If you haven't been to the Museum of Broken Relationships yet, go. It's a heartbreaking, uplifting, mind-altering experience rolled into one leisurely gallery stroll. Unlike most museums, you actually want to read the blurbs next to the pieces because the effect is profound and worldview-shattering. Not to oversell it or anything, but it'd be difficult to leave unchanged.
In the midst of last week's opening, Elite Daily spoke with Alexis Hyde, the director of the Museum of Broken Relationships, about how relationships are defined and what it means for one to be broken.
Hyde has been working in the Los Angeles art world for about 10 years. Throughout her career, the roles she's taken have run the gamut from managing artist's studios to directing galleries and being a project manager on various installations. But the underlying theme to her body of work, she says, has been "the improbable." To the question "Can we do it?" Hyde's trademark answer has always been "We'll find out."
As for the overwhelming amount of interest that came their way after announcing the project, Hyde says she was hoping to get 50 donated pieces at most. Surprisingly, she says,
We've gotten 300 and they're still coming in the mail.
With the wealth of material she and her team had to sort through, Hyde says it took some work to curate the best, most thought-provoking pieces. And, like most breakups, they required time to pick up the pieces.
The wonderful thing is we had time with these stories because we started our call [for submissions] in February. So we were able to live with them and see what resonated with us. If I read this story today, am I still thinking about it next week?
From there, they decided which pieces would work best together as a cohesive installment. While the collection can be enjoyed from any starting point and observed in any order, it's the experience as a whole that leaves a lasting memory. Even Hyde couldn't have anticipated the impact of the final product, saying,
I was blown away in a way I could have never been prepared for. You know, I was just punched in the gut, heart ripped out [and] uplifted, though -- all at the same time. I floated out on the cloud of possibility and bravery and human connection that I couldn't have ever prepared for, and it was just amazing. I thought I knew what I was getting into and I had no idea.
Hearing that, you might assume these objects to be priceless, one-of-a-kind items. In reality, the bulk of the pieces would be unmemorable if it weren't for the stories behind them. They speak less to those special occasions and more to our everyday lives. As Hyde says,
One of the most profound things that I've noticed is that a lot of these stories aren't birthday gifts, they're not anniversary gifts, they go into the everyday nature [of] relationships. It takes that. You can't just have one vacation and then everything's fine for the next year. It's the daily things that matter, and it's the daily communication.

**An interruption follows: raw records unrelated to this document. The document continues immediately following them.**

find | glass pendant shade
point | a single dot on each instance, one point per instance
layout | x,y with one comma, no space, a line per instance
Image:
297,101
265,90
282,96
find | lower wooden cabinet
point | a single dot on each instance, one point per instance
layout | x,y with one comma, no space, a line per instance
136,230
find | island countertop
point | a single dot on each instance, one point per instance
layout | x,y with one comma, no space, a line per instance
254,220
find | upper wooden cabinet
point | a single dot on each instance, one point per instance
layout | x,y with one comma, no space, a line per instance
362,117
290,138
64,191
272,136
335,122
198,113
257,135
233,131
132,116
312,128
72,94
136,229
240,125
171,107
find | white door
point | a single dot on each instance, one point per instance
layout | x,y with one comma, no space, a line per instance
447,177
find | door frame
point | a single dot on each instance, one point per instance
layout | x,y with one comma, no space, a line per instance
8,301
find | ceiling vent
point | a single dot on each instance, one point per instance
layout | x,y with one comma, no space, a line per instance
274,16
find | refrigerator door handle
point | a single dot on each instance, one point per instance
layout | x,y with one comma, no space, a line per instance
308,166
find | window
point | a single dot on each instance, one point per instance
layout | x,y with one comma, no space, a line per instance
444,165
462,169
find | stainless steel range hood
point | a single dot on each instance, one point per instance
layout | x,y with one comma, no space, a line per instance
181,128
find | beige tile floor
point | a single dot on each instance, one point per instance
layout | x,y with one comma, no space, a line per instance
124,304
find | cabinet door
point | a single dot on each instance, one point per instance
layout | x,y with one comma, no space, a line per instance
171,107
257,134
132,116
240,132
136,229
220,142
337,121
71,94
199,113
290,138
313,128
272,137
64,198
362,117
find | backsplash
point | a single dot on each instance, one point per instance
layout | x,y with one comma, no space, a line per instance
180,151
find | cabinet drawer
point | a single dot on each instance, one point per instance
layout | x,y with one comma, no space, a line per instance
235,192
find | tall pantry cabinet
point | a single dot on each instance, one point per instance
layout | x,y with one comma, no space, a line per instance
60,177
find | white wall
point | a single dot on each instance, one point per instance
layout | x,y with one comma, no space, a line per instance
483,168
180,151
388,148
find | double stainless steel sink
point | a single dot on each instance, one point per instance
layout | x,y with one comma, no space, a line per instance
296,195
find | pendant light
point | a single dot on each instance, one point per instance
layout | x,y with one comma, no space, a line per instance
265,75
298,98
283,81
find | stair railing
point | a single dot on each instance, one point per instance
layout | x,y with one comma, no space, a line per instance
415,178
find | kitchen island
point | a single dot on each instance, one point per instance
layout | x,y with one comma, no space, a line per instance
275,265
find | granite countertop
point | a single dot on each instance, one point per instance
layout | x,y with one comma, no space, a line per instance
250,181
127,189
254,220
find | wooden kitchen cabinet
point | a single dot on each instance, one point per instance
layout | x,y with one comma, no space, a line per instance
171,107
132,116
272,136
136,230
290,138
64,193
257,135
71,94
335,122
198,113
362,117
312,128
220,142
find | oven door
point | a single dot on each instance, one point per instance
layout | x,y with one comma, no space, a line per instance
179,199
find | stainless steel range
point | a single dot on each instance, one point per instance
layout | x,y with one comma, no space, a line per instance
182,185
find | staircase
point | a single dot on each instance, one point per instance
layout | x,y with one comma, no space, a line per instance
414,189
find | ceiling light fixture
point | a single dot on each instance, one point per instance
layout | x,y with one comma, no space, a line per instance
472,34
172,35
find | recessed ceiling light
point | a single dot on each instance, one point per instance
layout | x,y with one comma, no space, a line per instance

It is in those countless unremarkable moments that all relationships either thrive or flounder. But when that bond dissolves, it can be hard to let go of the little things that proved it ever existed. While we've been told time and time again to shirk the physical baggage of broken relationships, the reality of moving on is much more complicated than filling boxes destined for Goodwill. On that point, Hyde says,
The interesting thing about these pieces is that most of them aren't very big. It wouldn't take up a lot of space in a drawer or in a closet or just in your life necessarily. But I do know that some people like to do the slash and burn, and that's fine. And when it comes down to it, all these people thought, 'This is the time for me to let this go.' So they didn't keep it at the end of the day. And they feel better for it.
Just knowing those objects will take on other lives can be part of the healing process. It'll also change the way you look at thrift stores forever--it's up to your imagination to decide whether that's for better or worse.
Clearly, there's a long history of people being intrigued by the personal stories behind everyday objects. Hyde recalls one story in which a writer did an experiment on eBay by writing fictional personal stories in the descriptions of some of the items he was selling. He found that those items sold for more than they would have had he not added something personal. The same could be said of the character (or lack thereof) in new houses versus old.
Which brings us back to the museum's primary message. While the theme may center around breakups, the overarching tone is anything but negative, as Hyde explains,
It's easy to look at the name [of the museum] and the topic and think, 'Oh, this is a depressing thing.' And it's not. I think it's very uplifting, personally. I think that you see you're not alone. We're all doing this together. We're all looking for the same things, and no matter who you are or where you are, we all bleed red. Our hearts all beat for the same reasons.
You can plan on catching the current installation for six months until they begin rotating in new pieces. The call for objects, Hyde says, is always open, so if you have an item and a story to tell, send them her way.